Abstract

Cells of the weakly CD14 positive human B cell line RPMI 8226, clone 1, will mobilize NF-κB (p50/p65 and p50/p50) proteins and produce TNF mRNA when stimulated with lipopolysaccharide (LPS). When such cells are precultured with a low amount of LPS (50–250 ng/ml) for 3–4 days followed by a secondary stimulation with a high dose of LPS (1 μg/ml) then the cytokine expression is strongly reduced, i. e. the cells have become tolerant.

Western blot analysis of proteins of the NF-κB/rel family demonstrates cytoplasmic p50 and p65 for naive B cells plus a low level of p52. While with tolerance induction the pattern of p50 and p65 proteins remains essentially unchanged, the LPS tolerant 8226 cells show a dramatic increase of both p52 protein and its p100 precursor in the cytosol. This p52 is found strongly upregulated in Western blots of extracts from purified nuclei of tolerant cells. Also, gelshift analysis with the −605 κB motif of the human TNF 5′-region shows an additional high mobility complex in LPS tolerant cells—a complex that is supershifted with an anti-p52 antibody.

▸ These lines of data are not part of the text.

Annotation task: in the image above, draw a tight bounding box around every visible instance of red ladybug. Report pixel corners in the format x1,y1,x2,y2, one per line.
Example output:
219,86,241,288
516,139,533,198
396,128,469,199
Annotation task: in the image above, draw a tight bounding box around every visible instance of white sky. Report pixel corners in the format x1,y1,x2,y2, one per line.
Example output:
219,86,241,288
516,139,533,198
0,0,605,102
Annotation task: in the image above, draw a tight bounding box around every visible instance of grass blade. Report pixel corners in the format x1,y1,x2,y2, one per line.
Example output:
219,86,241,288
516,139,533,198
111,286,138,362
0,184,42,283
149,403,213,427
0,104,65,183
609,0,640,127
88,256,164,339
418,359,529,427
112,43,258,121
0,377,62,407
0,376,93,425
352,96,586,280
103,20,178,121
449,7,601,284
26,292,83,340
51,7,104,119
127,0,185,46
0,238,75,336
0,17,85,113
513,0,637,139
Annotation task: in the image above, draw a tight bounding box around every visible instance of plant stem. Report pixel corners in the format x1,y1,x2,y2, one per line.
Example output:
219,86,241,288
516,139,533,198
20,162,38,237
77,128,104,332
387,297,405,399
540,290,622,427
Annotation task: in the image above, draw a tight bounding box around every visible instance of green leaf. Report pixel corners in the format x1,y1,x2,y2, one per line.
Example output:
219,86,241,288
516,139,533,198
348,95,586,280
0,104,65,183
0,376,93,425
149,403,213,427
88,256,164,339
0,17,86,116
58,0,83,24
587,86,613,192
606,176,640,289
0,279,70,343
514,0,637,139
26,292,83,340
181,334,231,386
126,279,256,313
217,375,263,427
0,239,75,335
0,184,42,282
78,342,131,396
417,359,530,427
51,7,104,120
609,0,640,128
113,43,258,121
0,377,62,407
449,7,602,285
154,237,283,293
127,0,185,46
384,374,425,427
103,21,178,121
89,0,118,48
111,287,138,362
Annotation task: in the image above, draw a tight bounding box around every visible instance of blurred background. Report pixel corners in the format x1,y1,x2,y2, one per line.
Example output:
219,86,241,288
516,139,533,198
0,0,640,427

Functional analysis with the −1064 TNF 5′-region in front of the luciferase reporter gene demonstrates that transactivation of the TNF promoter is strongly reduced in tolerant cells. Also, overexpression of p52 will suppress activity of TNF promoter reporter gene constructs.

Taken together these data show that tolerance to LPS in the human RPMI 8226 B cell line involves upregulation of the p52 (NF-κB2) gene, which appears to be instrumental in the blockade of TNF gene expression.